It looks like an upmarket Guitar Hero controller - and it can actually be used for that - but the You Rock Guitar/MIDI controller offers much more. It's a serious instrument for practising and recording guitarists, and might even work onstage, too.
The plastic-bodied instrument comes in two parts for transport, with a neck that easily slots into place. It's not a guitar as we know it, but if you're a guitarist, you can play the You Rock. The touch-sensitive neck has a fairly normal fret spacing, but the frets are made of a rubbery substance, as are the 'strings', which are fixed to the fretboard - that's some low action!
Your other hand gets a more conventional span of strings, with adjustable tension to pick or strum. You have four connecting options: a standard jack socket and a headphone output for internal sounds, USB for computer control, and a MIDI socket to connect to compatible sound modules.
Playing it takes a bit of getting used to - but you'll get past the eccentricities in no time. You can't bend strings for one, but waggle the whammy bar and you'll get a similar effect, while the joystick offers vibrato-style modulation. There are also a few switchable modes: Tap unsurprisingly lets you play by just tapping on the fretboard, and Slide lets you move smoothly between notes.

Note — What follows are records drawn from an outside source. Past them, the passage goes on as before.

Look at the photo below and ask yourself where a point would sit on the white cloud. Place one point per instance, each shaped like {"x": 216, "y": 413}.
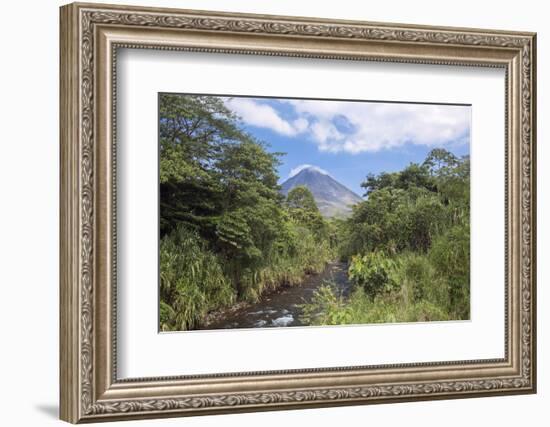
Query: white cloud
{"x": 300, "y": 168}
{"x": 377, "y": 126}
{"x": 369, "y": 126}
{"x": 262, "y": 115}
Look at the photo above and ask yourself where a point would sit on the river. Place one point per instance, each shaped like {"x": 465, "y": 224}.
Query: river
{"x": 280, "y": 308}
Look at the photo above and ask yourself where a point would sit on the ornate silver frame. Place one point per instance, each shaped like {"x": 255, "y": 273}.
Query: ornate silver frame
{"x": 90, "y": 35}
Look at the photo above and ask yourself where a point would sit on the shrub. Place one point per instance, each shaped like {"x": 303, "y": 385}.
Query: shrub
{"x": 191, "y": 281}
{"x": 450, "y": 255}
{"x": 374, "y": 273}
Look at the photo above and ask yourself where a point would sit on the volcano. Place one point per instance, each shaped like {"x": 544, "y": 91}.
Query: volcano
{"x": 333, "y": 199}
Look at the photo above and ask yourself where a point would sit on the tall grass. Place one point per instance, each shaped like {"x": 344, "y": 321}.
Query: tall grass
{"x": 195, "y": 281}
{"x": 191, "y": 281}
{"x": 407, "y": 287}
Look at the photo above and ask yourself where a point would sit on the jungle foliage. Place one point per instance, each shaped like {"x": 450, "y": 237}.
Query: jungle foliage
{"x": 227, "y": 234}
{"x": 408, "y": 247}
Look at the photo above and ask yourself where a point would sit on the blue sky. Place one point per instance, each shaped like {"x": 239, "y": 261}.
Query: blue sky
{"x": 347, "y": 139}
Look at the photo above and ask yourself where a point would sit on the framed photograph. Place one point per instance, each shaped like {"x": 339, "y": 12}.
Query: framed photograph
{"x": 266, "y": 212}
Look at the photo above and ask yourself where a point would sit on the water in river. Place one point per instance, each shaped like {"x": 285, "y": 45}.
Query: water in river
{"x": 281, "y": 308}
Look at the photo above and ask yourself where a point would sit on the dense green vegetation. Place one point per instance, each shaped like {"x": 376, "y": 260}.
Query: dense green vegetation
{"x": 408, "y": 246}
{"x": 227, "y": 234}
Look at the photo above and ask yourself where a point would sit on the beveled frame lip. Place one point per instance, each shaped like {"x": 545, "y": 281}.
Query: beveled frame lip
{"x": 90, "y": 35}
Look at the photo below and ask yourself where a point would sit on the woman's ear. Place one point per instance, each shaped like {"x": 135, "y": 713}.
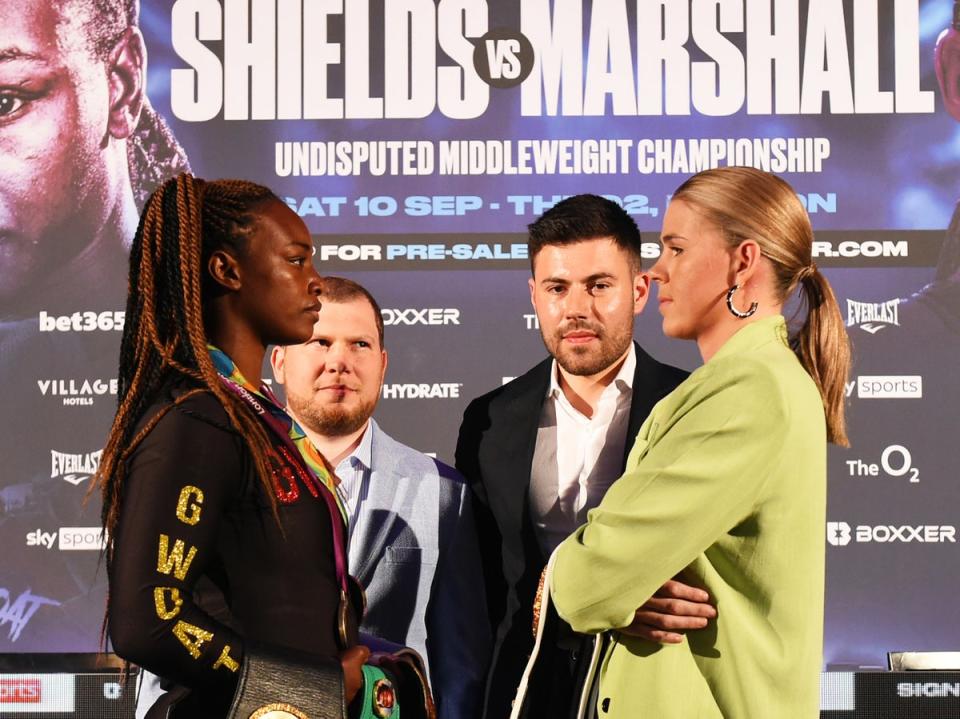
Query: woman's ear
{"x": 224, "y": 269}
{"x": 746, "y": 257}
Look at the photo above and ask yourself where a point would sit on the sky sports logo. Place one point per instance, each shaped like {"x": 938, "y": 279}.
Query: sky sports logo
{"x": 20, "y": 690}
{"x": 840, "y": 534}
{"x": 873, "y": 316}
{"x": 886, "y": 387}
{"x": 44, "y": 694}
{"x": 72, "y": 539}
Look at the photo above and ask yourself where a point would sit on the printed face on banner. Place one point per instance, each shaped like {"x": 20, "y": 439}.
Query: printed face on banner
{"x": 333, "y": 381}
{"x": 64, "y": 113}
{"x": 586, "y": 295}
{"x": 691, "y": 273}
{"x": 279, "y": 286}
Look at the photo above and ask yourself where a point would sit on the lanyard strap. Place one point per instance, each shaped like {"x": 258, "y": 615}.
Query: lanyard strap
{"x": 266, "y": 407}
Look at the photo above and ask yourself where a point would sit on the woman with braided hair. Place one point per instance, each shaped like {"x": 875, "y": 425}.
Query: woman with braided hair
{"x": 205, "y": 481}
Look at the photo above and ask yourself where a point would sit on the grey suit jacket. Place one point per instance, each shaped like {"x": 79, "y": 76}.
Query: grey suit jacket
{"x": 416, "y": 555}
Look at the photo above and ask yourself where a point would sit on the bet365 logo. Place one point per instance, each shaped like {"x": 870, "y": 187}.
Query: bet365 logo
{"x": 503, "y": 57}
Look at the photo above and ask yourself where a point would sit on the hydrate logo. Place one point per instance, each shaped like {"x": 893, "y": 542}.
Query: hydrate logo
{"x": 77, "y": 392}
{"x": 109, "y": 321}
{"x": 839, "y": 534}
{"x": 887, "y": 387}
{"x": 20, "y": 690}
{"x": 873, "y": 316}
{"x": 438, "y": 390}
{"x": 907, "y": 690}
{"x": 74, "y": 468}
{"x": 425, "y": 316}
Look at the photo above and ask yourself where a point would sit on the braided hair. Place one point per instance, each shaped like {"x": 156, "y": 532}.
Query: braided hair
{"x": 185, "y": 220}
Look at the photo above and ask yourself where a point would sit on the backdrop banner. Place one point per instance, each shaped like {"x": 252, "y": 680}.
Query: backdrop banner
{"x": 417, "y": 139}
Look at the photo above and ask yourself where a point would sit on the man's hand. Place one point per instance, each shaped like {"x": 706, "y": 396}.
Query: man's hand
{"x": 352, "y": 660}
{"x": 668, "y": 614}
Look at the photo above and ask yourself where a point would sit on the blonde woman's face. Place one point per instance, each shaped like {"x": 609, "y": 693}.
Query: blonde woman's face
{"x": 693, "y": 273}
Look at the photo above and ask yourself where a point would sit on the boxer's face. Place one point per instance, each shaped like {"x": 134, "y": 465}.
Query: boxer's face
{"x": 55, "y": 101}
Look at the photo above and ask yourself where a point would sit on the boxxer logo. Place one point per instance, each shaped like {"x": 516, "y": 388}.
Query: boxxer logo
{"x": 425, "y": 316}
{"x": 838, "y": 533}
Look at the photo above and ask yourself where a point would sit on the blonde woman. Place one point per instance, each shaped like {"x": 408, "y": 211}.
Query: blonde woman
{"x": 727, "y": 478}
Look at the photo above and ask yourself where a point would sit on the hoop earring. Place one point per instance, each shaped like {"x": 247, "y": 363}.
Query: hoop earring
{"x": 734, "y": 311}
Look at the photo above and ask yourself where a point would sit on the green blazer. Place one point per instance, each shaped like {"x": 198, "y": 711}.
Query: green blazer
{"x": 727, "y": 479}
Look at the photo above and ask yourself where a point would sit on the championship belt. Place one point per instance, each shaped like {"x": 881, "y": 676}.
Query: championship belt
{"x": 405, "y": 672}
{"x": 547, "y": 626}
{"x": 278, "y": 683}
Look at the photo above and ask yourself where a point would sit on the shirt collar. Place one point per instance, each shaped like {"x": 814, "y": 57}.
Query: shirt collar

The onboard sampled sounds are stored in presets, and there are 15 guitar sounds and 15 synth sounds that can be layered together. Through MIDI, you can also use the You Rock Guitar to play a connected synth or sampler. The notes track very well like this, because you're sending a direct MIDI signal rather than converting a real guitar sound as you would with a MIDI guitar pickup. You can also use the instrument to control software by configuring the fretboard as an array of switches.
All that's pretty advanced, however, and you could keep yourself amused for some time just using the onboard backing tracks and built-in recorder, plus the instantly switchable open tunings. In fact, there's loads here that we just don't have room to fully describe, but there's more than enough to keep you entertained.
Computer recording has given us all the opportunity to create our own unique tracks, but if you don't want to use samples, putting backing tracks together using MIDI data can be painstakingly slow using a keyboard or your computer's keys.
If you're more at home with a guitar neck, the You Rock Guitar could be a relatively affordable way to make the process less of a slog - it's not bad as a practice tool, either. And given that it easily fits into a backpack, simply partner it with a set of headphones and you can get those fingers working anywhere. All that, and it never needs tuning!